U.S. companies have sent home over half a trillion dollars of cash they held overseas in 2018 to take advantage of tax changes, but data suggest the pace is slowing, potentially removing a key source of support for Wall Street.
Dollar repatriation in the July-September period fell to $93 billion, around half of second-quarter volumes and less than a third of the $300 billion or so sent home from January to March, U.S. current account data shows.
The repatriation bonanza followed new regulations that allowed the U.S. government to tax profits accumulated overseas, regardless of where the money was held. Prior rules allowed companies to “defer” U.S. tax on worldwide profits unless they repatriated the money.
The change offered a powerful incentive to bring home some of the $3 trillion U.S. firms were believed to hold in jurisdictions ranging from Ireland to Switzerland, either in cash or in securities such as U.S. Treasuries.
But investment bank JPMorgan said the flows were on “a rapidly decelerating trajectory”.

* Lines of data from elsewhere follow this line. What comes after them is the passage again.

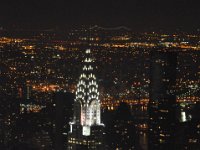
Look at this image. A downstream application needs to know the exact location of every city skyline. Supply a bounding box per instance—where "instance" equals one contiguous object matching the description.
[0,0,200,30]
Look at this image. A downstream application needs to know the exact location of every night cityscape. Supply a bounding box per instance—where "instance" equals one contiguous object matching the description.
[0,0,200,150]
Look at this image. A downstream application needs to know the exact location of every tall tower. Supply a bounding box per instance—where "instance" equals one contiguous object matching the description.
[68,49,104,150]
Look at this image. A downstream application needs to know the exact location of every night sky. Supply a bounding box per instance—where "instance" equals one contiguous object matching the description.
[0,0,200,29]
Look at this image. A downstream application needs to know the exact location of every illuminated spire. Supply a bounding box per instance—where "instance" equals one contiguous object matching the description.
[74,49,101,130]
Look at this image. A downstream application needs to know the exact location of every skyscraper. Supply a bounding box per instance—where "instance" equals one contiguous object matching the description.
[149,51,177,150]
[68,49,104,150]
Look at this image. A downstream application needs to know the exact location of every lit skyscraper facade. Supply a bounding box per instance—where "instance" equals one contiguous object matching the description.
[68,49,104,150]
[149,52,177,150]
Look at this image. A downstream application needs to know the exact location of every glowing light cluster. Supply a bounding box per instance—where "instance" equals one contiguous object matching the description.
[74,49,101,132]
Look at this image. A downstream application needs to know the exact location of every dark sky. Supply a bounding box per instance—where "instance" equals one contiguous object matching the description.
[0,0,200,29]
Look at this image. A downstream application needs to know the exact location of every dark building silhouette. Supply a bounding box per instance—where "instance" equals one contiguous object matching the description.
[54,91,75,150]
[176,103,200,150]
[149,51,177,150]
[105,102,140,150]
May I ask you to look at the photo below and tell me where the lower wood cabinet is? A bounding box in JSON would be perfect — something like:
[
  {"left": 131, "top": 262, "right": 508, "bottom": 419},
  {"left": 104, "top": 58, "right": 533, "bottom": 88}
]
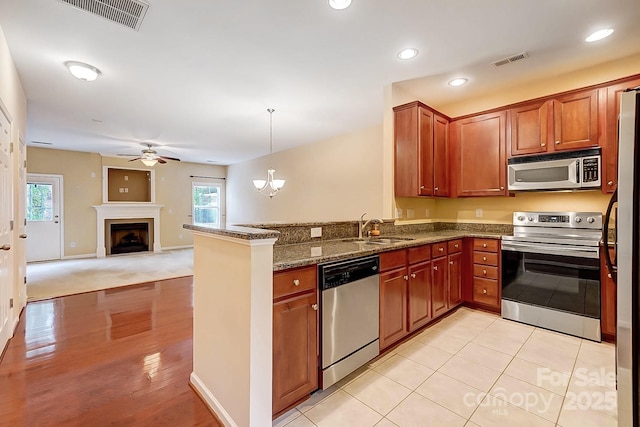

The current account data shows repatriation in all sectors. Looking at just non-financial companies, JPMorgan calculates $60 billion was repatriated in the third quarter, versus $225 billion in the first quarter and $115 billion in the second quarter.
Because companies had probably already pre-booked a one-off tax hit for the year, repatriation will have dwindled further in the last quarter, it predicted.
Repatriation flows are also evident from data released by the U.S. Treasury International Capital, or TIC. That shows Treasury bond holdings falling in locations that are well known as low-tax jurisdictions or overseas bases of U.S. companies or that host significant fund management or custody business.
Ireland, which hosts the European hubs of U.S. technology and pharmaceutical companies such as Apple and Pfizer, saw Treasury holdings drop by $40 billion between end-2017 and end-October 2018, TIC data released on Dec. 17 shows. The holdings fell by over a tenth in January-October to $287.6 billion
Shrinking repatriation is likely to affect markets, because the flows helped fund this year’s record $1 trillion in U.S. share buybacks. A Jefferies analysis of a Federal Reserve paper looking at the use of repatriated cash concluded it had significantly enhanced buybacks, effectively placing a floor under stock markets.
But U.S. equities have endured a dismal few months as worries have grown for economic growth. The last quarter of 2018 has been the worst for the S&P500 index since the end of 2008 when the Lehman Brothers crisis erupted.
Should flows dwindle further, “the extra boost that U.S. repatriation provided to U.S. equity and bond markets via share buybacks and corporate bond redemptions would likely dissipate next year,” JPMorgan told clients.
Bond markets meanwhile saw reduced issuance, as companies drew instead on repatriation proceeds.
The 10 biggest U.S. multinationals, including six tech companies, sold zero bonds in 2018, after raising $80 billion annually on average in the previous three years, Goldman Sachs said, noting this had supported bond performance in 2018.
The dollar may be affected less — a significant part of the offshore-held cash is already believed to be in dollars, whether cash or Treasuries. However, repatriation probably supported the currency at the margins by tightening dollar supply outside the United States, so dwindling flows could act as another drag on the greenback.